À ce jour, le Portugal est abondamment présenté comme un succès dans le combat contre la pandémie de Covid-19. Je ne suis pas là pour contester cette idée mais plutôt pour expliquer, d’une part, ce qui a été fait et, d’autre part, quel est notre sentiment par rapport au rôle joué par la communauté internationale et l’Union européenne.
Segunda-feira, 25 Maio 2020

À ce jour, le Portugal est abondamment présenté comme un succès dans le combat contre la pandémie de Covid-19. Je ne suis pas là pour contester cette idée mais plutôt pour expliquer, d’une part, ce qui a été fait et, d’autre part, quel est notre sentiment par rapport au rôle joué par la communauté internationale et l’Union européenne.

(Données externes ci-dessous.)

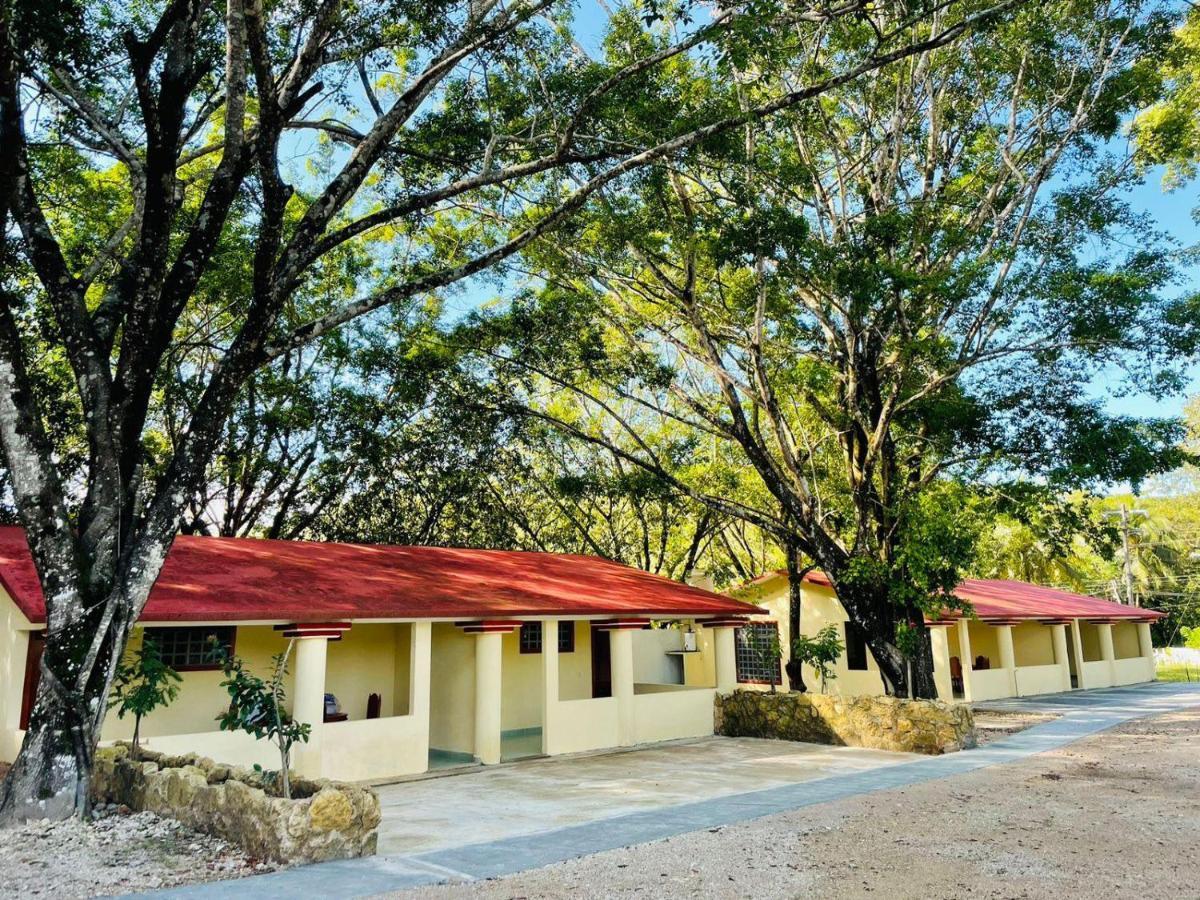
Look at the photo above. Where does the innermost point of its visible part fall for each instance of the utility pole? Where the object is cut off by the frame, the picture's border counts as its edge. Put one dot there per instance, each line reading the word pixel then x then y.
pixel 1127 515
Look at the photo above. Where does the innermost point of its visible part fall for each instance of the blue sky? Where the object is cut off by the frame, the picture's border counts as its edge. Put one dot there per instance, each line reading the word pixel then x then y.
pixel 1174 214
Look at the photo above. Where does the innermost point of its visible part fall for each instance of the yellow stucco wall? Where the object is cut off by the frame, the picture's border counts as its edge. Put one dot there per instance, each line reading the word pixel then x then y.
pixel 1033 645
pixel 983 643
pixel 201 695
pixel 1125 640
pixel 13 646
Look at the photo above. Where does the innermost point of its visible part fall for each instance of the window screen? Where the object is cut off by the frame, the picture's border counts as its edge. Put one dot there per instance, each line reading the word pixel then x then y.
pixel 755 660
pixel 189 648
pixel 531 637
pixel 856 648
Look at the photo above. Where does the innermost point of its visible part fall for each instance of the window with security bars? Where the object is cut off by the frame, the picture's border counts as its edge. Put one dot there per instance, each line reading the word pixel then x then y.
pixel 529 637
pixel 756 652
pixel 190 648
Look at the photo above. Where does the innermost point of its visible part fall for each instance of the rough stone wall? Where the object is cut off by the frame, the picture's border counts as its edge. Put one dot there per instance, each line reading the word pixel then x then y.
pixel 922 726
pixel 324 820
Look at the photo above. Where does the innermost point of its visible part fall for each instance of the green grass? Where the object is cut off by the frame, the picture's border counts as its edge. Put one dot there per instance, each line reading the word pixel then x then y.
pixel 1179 672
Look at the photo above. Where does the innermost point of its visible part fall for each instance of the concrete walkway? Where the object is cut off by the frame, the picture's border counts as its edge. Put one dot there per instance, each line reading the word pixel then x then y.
pixel 1084 713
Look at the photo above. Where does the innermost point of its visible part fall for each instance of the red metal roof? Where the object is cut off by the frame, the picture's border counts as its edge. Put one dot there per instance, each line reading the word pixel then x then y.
pixel 993 599
pixel 245 579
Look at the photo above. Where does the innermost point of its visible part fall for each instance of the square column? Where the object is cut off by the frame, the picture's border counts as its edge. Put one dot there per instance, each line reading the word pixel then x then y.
pixel 726 659
pixel 1078 640
pixel 622 655
pixel 1059 635
pixel 549 685
pixel 489 652
pixel 966 659
pixel 1146 647
pixel 309 691
pixel 420 678
pixel 1007 657
pixel 1107 653
pixel 940 641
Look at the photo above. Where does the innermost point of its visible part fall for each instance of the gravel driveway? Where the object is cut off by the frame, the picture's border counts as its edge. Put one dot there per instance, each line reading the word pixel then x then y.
pixel 1116 815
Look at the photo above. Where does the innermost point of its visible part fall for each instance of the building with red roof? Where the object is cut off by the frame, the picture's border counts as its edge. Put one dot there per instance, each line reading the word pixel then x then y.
pixel 403 658
pixel 1015 639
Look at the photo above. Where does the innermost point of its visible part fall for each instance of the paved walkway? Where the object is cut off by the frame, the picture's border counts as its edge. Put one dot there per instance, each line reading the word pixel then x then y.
pixel 1084 713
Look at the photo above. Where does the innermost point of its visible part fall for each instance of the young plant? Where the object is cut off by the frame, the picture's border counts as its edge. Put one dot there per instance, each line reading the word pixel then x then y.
pixel 256 707
pixel 821 652
pixel 143 683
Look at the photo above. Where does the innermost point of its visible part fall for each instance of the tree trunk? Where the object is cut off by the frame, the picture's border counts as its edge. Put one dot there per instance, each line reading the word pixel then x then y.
pixel 795 599
pixel 52 774
pixel 85 637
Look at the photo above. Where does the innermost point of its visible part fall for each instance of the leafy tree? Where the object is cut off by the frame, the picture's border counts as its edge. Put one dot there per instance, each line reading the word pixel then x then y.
pixel 875 301
pixel 143 683
pixel 821 652
pixel 256 707
pixel 1168 131
pixel 150 213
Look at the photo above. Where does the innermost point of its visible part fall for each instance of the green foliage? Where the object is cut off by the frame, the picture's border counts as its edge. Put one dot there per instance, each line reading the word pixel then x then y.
pixel 256 707
pixel 143 683
pixel 821 652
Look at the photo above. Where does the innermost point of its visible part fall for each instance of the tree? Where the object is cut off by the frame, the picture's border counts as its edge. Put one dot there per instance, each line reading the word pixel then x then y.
pixel 256 707
pixel 143 683
pixel 144 161
pixel 881 299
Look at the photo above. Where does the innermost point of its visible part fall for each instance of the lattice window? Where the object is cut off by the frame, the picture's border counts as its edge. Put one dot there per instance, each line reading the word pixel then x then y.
pixel 756 651
pixel 190 648
pixel 529 639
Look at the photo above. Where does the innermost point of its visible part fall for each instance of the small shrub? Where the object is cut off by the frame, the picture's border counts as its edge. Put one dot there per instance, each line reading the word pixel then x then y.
pixel 142 684
pixel 821 652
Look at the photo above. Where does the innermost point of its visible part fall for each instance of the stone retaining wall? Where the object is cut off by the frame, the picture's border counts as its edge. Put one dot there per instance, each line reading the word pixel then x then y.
pixel 922 726
pixel 324 820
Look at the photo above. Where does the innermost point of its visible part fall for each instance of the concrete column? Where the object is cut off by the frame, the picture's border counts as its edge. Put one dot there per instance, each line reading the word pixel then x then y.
pixel 940 639
pixel 1078 640
pixel 1007 657
pixel 1059 635
pixel 1145 643
pixel 726 659
pixel 1107 652
pixel 309 702
pixel 622 649
pixel 966 657
pixel 549 685
pixel 1146 648
pixel 489 647
pixel 419 677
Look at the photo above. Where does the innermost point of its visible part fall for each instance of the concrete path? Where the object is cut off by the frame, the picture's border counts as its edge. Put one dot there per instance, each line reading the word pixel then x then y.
pixel 1084 713
pixel 496 803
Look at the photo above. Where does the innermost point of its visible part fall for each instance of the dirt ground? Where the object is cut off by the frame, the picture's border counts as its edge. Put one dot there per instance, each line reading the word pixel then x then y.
pixel 1116 815
pixel 118 853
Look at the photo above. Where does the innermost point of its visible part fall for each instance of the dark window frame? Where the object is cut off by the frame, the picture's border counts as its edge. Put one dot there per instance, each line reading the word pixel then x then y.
pixel 743 661
pixel 529 637
pixel 171 651
pixel 858 654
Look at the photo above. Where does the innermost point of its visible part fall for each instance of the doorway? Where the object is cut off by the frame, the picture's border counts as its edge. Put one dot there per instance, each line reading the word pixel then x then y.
pixel 601 664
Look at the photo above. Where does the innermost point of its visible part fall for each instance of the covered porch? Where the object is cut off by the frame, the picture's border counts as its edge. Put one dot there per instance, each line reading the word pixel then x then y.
pixel 385 700
pixel 995 658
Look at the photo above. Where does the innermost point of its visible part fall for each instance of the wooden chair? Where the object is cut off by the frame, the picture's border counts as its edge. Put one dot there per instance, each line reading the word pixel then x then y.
pixel 957 675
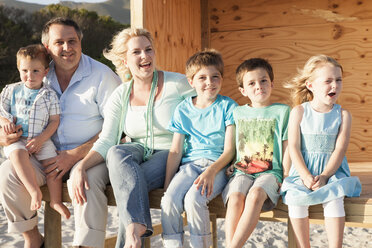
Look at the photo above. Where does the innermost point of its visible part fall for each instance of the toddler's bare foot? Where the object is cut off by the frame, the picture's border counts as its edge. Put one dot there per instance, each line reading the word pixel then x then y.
pixel 36 196
pixel 61 209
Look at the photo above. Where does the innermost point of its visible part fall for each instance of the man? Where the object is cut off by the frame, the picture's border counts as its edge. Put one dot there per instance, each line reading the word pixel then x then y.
pixel 83 86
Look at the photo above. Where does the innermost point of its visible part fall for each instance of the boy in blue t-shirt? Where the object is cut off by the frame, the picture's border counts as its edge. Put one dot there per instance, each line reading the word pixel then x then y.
pixel 32 106
pixel 204 143
pixel 261 142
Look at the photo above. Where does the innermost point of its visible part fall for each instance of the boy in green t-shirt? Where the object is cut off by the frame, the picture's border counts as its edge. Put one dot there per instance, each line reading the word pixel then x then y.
pixel 261 143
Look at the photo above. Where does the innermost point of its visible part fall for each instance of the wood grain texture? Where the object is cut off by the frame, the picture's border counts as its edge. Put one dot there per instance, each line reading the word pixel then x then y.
pixel 176 27
pixel 241 15
pixel 287 48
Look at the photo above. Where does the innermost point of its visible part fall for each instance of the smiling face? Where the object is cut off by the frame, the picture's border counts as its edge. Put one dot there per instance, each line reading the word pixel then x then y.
pixel 326 86
pixel 140 57
pixel 207 83
pixel 64 46
pixel 257 87
pixel 32 72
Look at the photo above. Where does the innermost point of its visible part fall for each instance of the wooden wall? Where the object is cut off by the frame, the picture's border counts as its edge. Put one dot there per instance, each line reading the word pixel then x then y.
pixel 286 32
pixel 176 27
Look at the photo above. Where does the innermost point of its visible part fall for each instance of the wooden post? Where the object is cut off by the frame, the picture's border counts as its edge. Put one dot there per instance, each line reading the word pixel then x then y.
pixel 147 242
pixel 52 228
pixel 291 237
pixel 213 223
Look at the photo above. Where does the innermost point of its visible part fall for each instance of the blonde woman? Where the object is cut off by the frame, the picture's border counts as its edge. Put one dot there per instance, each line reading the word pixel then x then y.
pixel 134 140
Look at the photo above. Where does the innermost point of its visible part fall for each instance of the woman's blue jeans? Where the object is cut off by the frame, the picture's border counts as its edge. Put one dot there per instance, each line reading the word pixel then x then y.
pixel 131 179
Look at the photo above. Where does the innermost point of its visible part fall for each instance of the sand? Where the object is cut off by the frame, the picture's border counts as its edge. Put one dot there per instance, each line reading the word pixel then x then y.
pixel 267 234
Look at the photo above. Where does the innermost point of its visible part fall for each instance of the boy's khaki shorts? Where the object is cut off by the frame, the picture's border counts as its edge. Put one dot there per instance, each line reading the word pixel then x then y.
pixel 243 183
pixel 48 150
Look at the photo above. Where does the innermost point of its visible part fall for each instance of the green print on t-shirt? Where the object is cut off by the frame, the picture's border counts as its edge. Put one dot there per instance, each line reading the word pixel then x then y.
pixel 255 145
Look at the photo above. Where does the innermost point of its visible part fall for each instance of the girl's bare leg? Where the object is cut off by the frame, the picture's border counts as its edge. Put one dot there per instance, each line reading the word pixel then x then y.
pixel 301 231
pixel 335 230
pixel 235 207
pixel 249 219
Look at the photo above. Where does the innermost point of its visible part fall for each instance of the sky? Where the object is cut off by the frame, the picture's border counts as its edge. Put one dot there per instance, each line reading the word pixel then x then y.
pixel 46 2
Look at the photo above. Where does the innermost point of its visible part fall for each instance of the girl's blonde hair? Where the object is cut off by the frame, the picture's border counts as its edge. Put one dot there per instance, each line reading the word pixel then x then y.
pixel 118 52
pixel 299 92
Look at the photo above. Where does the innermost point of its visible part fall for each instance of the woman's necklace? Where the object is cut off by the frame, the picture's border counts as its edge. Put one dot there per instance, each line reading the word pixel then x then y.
pixel 148 149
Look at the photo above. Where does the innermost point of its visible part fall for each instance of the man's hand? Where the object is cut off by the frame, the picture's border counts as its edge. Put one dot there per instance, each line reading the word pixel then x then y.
pixel 7 139
pixel 60 164
pixel 79 185
pixel 34 145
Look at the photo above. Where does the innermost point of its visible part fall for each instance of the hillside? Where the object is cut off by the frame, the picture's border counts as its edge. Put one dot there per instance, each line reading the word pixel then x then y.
pixel 119 10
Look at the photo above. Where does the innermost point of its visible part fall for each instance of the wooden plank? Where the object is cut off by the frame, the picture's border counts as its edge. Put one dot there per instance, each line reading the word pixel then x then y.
pixel 205 27
pixel 288 48
pixel 176 27
pixel 137 13
pixel 52 228
pixel 239 15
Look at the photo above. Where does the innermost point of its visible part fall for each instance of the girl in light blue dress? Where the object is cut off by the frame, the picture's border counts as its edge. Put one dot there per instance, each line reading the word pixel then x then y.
pixel 318 136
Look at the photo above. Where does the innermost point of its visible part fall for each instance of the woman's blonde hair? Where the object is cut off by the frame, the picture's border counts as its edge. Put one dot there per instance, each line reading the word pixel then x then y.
pixel 299 92
pixel 117 53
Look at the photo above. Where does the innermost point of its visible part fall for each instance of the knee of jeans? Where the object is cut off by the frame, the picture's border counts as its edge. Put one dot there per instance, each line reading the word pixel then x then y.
pixel 257 195
pixel 171 203
pixel 194 200
pixel 115 156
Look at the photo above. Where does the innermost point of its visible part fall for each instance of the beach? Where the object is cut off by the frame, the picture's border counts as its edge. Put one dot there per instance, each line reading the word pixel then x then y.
pixel 267 234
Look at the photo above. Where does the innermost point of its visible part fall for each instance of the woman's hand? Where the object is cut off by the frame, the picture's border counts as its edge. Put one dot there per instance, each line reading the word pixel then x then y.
pixel 9 128
pixel 206 180
pixel 79 185
pixel 320 181
pixel 229 170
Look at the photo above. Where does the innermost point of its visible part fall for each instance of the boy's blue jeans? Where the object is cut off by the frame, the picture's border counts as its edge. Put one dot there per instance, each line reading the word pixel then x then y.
pixel 131 179
pixel 182 195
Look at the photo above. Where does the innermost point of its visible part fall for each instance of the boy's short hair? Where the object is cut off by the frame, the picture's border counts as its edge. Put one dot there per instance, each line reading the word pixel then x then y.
pixel 36 51
pixel 208 57
pixel 250 65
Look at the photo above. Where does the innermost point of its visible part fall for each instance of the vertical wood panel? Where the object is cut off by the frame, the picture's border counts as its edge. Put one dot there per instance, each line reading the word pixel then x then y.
pixel 287 41
pixel 176 27
pixel 136 13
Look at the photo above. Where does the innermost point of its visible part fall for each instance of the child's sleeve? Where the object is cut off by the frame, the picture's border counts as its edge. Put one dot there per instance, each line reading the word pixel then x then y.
pixel 5 99
pixel 231 105
pixel 54 108
pixel 177 122
pixel 285 123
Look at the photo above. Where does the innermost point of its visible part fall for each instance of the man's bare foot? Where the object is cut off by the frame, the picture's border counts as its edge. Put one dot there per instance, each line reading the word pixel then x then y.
pixel 36 197
pixel 133 235
pixel 33 238
pixel 61 209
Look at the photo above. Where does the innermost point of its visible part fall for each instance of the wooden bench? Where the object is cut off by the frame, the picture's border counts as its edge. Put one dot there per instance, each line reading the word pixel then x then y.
pixel 358 211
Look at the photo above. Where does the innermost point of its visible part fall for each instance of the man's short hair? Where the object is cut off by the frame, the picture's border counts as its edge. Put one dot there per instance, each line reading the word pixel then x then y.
pixel 62 21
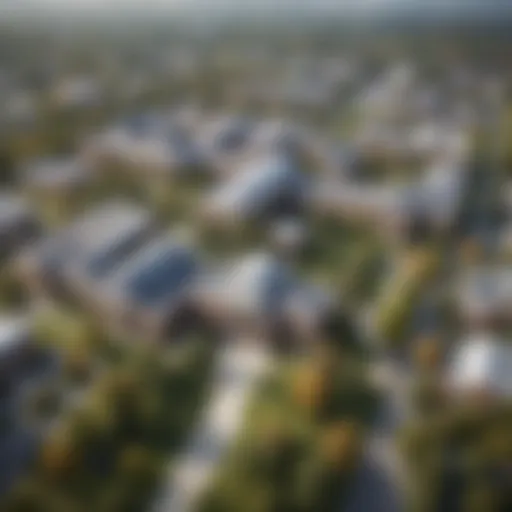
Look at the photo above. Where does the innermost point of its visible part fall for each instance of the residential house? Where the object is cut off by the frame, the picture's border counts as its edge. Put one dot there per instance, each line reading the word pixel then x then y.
pixel 18 224
pixel 268 187
pixel 149 296
pixel 147 145
pixel 484 296
pixel 261 295
pixel 481 366
pixel 78 93
pixel 19 361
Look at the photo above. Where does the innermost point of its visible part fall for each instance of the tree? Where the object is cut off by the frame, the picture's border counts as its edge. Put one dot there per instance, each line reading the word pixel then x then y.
pixel 138 469
pixel 60 455
pixel 428 353
pixel 311 389
pixel 341 445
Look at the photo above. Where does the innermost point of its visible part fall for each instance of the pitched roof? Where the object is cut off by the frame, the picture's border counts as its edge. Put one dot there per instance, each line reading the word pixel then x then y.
pixel 157 273
pixel 259 182
pixel 482 361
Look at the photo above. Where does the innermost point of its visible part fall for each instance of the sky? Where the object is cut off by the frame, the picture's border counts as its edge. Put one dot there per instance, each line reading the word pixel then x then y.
pixel 337 6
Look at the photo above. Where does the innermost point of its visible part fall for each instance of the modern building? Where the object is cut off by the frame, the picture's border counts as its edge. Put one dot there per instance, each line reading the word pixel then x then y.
pixel 78 257
pixel 149 296
pixel 18 224
pixel 485 296
pixel 261 295
pixel 481 365
pixel 267 187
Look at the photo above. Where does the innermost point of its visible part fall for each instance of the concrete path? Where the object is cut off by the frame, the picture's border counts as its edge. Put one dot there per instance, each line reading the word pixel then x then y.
pixel 240 366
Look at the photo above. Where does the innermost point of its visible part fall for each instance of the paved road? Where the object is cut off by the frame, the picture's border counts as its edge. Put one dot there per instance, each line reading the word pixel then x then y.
pixel 381 481
pixel 239 368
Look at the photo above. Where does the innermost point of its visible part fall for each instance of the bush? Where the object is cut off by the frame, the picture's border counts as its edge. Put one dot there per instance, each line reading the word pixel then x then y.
pixel 59 455
pixel 341 446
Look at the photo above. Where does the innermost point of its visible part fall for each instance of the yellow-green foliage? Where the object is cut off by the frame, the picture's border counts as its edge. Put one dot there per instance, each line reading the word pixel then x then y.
pixel 402 292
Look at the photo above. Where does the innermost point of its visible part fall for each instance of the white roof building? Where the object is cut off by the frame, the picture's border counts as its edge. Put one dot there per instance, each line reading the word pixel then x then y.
pixel 56 173
pixel 482 363
pixel 486 293
pixel 260 185
pixel 14 333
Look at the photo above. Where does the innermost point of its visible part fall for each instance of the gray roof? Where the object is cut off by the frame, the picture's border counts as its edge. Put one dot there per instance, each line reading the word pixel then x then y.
pixel 258 184
pixel 14 331
pixel 55 172
pixel 13 208
pixel 482 362
pixel 486 291
pixel 257 284
pixel 159 272
pixel 95 235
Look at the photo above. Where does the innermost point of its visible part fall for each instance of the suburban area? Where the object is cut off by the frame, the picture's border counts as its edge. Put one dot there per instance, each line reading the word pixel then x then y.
pixel 256 266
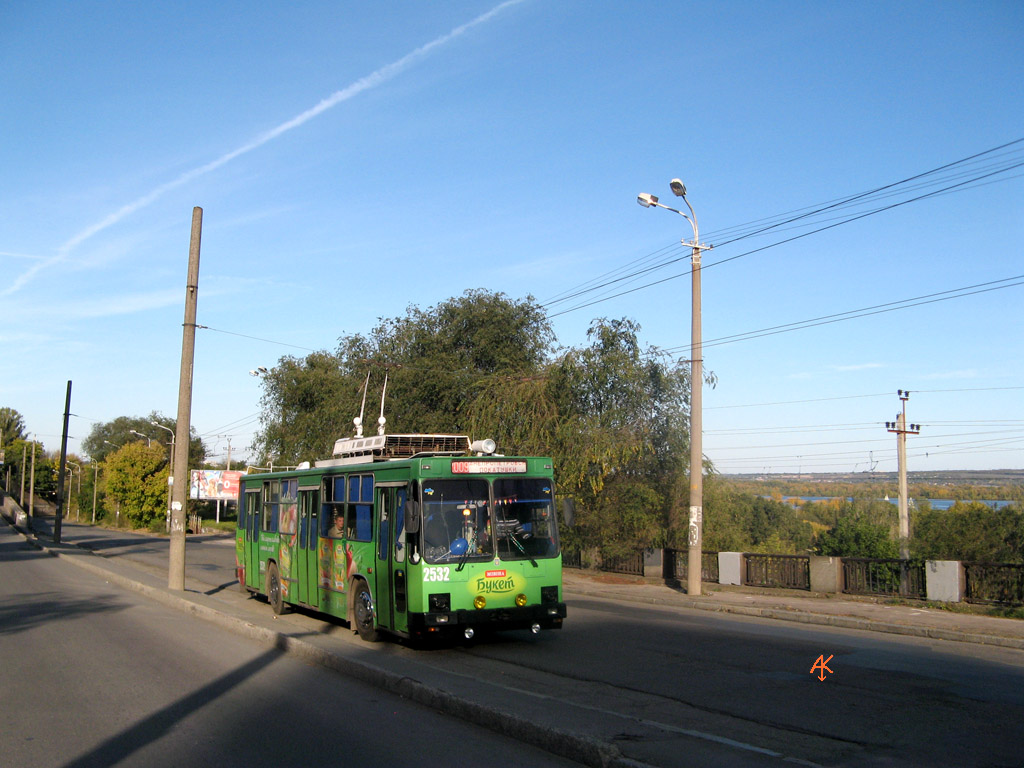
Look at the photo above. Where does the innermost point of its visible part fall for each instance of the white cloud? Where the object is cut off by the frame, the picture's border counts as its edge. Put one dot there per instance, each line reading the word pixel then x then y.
pixel 364 84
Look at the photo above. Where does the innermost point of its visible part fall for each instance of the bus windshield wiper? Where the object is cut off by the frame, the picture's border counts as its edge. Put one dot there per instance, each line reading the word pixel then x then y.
pixel 512 538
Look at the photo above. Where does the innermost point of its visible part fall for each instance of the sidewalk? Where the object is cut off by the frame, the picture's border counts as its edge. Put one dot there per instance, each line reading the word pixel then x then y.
pixel 793 605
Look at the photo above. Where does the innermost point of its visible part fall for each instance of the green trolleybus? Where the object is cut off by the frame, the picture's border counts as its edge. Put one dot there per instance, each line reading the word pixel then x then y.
pixel 410 535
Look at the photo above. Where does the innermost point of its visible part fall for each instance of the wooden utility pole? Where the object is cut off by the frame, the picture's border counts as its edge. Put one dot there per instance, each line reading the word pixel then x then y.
pixel 179 487
pixel 62 471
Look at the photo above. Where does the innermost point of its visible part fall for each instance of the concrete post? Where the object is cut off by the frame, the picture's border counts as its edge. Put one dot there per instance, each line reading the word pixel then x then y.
pixel 730 567
pixel 944 581
pixel 826 574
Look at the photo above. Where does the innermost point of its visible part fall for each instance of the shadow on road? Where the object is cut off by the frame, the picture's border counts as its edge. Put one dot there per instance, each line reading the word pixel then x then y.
pixel 18 613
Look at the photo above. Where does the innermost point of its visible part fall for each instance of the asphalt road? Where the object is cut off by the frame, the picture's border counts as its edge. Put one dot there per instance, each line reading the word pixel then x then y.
pixel 704 688
pixel 93 675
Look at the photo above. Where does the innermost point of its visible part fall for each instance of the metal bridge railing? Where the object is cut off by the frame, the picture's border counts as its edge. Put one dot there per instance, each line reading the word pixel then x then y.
pixel 791 571
pixel 630 564
pixel 875 576
pixel 676 561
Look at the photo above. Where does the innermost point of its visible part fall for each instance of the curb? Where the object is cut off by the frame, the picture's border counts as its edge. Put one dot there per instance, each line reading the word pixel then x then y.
pixel 826 620
pixel 582 750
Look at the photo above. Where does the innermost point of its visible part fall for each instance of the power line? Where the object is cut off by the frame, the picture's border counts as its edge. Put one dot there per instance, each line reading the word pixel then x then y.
pixel 863 197
pixel 862 312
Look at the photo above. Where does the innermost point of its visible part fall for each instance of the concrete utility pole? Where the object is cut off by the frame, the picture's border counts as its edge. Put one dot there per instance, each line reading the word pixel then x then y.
pixel 32 480
pixel 695 526
pixel 64 470
pixel 901 430
pixel 25 453
pixel 179 489
pixel 95 486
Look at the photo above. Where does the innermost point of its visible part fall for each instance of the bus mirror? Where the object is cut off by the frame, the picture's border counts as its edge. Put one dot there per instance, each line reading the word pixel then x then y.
pixel 412 516
pixel 568 511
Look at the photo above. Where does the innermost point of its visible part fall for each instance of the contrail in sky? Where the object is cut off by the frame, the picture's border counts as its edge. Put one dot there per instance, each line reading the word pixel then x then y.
pixel 364 84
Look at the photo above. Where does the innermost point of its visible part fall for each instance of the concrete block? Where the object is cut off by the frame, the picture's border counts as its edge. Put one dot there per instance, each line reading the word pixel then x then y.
pixel 826 573
pixel 944 581
pixel 730 567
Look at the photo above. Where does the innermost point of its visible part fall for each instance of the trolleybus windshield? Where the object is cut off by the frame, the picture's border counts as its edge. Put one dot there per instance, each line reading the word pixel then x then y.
pixel 524 518
pixel 457 520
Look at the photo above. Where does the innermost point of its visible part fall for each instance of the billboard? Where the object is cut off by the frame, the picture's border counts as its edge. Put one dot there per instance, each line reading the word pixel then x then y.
pixel 210 484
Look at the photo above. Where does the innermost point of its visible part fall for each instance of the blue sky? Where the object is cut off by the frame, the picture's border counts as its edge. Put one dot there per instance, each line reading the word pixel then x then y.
pixel 352 160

Lors de la rédaction de ce texte, le pays compte un peu plus de 500 morts et 15 000 cas et on observe une tendance à la stabilisation de sa courbe et une baisse significative des nouveaux cas. La différence par rapport à l’Espagne, l’Italie ou la France est très claire même s’il faut prendre en compte la démographie moins importante au Portugal : un peu plus de 10 millions d’habitants. Même si on fait une comparaison en valeur relative, les chiffres portugais sont bien inférieurs à ceux des pays voisins. Ceci est d’autant plus impressionnant si on prend en compte que le niveau de développement, exprimé en termes de PIB par habitant, est inférieur à la moyenne européenne, 23 000 € contre 30 200 €. De plus, la population du Portugal est très âgée, segment d’âge, pour une grande partie, hébergé dans des maisons de repos d’institutions religieuses ou privées, ne disposant pas forcément des équipements de protection nécessaires pour les soignants et les résidents. De fait, un décès sur huit lié au Covid-19 est intervenu dans les foyers de soins.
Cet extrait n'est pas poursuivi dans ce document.